I didn't look back once. Not once. 


        My sister continues to badger me to come take her outside to smoke. She tried every trick in the book to get me to come, or at least bring her cigarettes. Overhanded and underhanded, she tried every single way to get me to go buy cigarettes and bring them to her. She didn't ask one time during the weekend how our elderly father was doing. She even slyly insinuated that perhaps I was making his illness up because I didn't want to come and was using that as an excuse. 

        I am not going to blame my sister for my own weakness. She is stuck in a nursing home and doesn't want to be there. She has no interests, no hobbies, no coping skills, and isn't getting the mental help or the behavioral rehabilitation that she desperately needs. All she does is lay in bed and watch TV. The books and magazines I've taken her, those lay hidden still in the bag, under a pile of clothes. Never looked at, never opened. The crossword puzzles have never even been touched. The websites suggested, never signed up for. She doesn't even use Facebook to engage people, she only uses it to IM me about coming to take her out for a smoke. 

    Is it any wonder that whenever she is released from care to live on her own, she ends up in the hospital within a week or two, and then back in a nursing home for months? She's been in the current nursing home for almost 5 months, and it is only within the last month she has been going crazy needing a cigarette. She is not on the nicotine patch. She said she is "thinking" about getting on the patch now, usually saying that when we tell her she needs to stop smoking. It is a delaying tactic. 

    A sad fact about that is, when my sister was on the patch a year or so ago, she smoked while she was wearing the patch. That is very dangerous - especially now that she has congestive heart failure. Nicotine overdose is not a pleasant way to die. 

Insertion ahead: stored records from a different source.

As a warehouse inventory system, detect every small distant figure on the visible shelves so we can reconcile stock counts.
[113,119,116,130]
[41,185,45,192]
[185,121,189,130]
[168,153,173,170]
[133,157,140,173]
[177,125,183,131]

    I informed my sister that I had thrown all of my cigarettes and smoking paraphernalia out, that I was quitting smoking cold turkey, and I would never again buy a pack of cigarettes, or even handle one. And I don't want smoking around me while I am attempting to quit smoking for good. I will not succumb to temptation again. I won't buy them, carry them, transport them, ever again. I am not yet strong enough to resist the temptation when it is right there in front of me. 

    Of course, that doesn't matter to her. She continues to beg, plead, badger, threaten, and then tries to smooth it over and compliment me on my always helping her, not abandoning her, and, by the way, bringing her one cigarette really should not be a big deal. "Don't be a baby about it."


This time, my decision made, I will go forward and not look back. Not even once.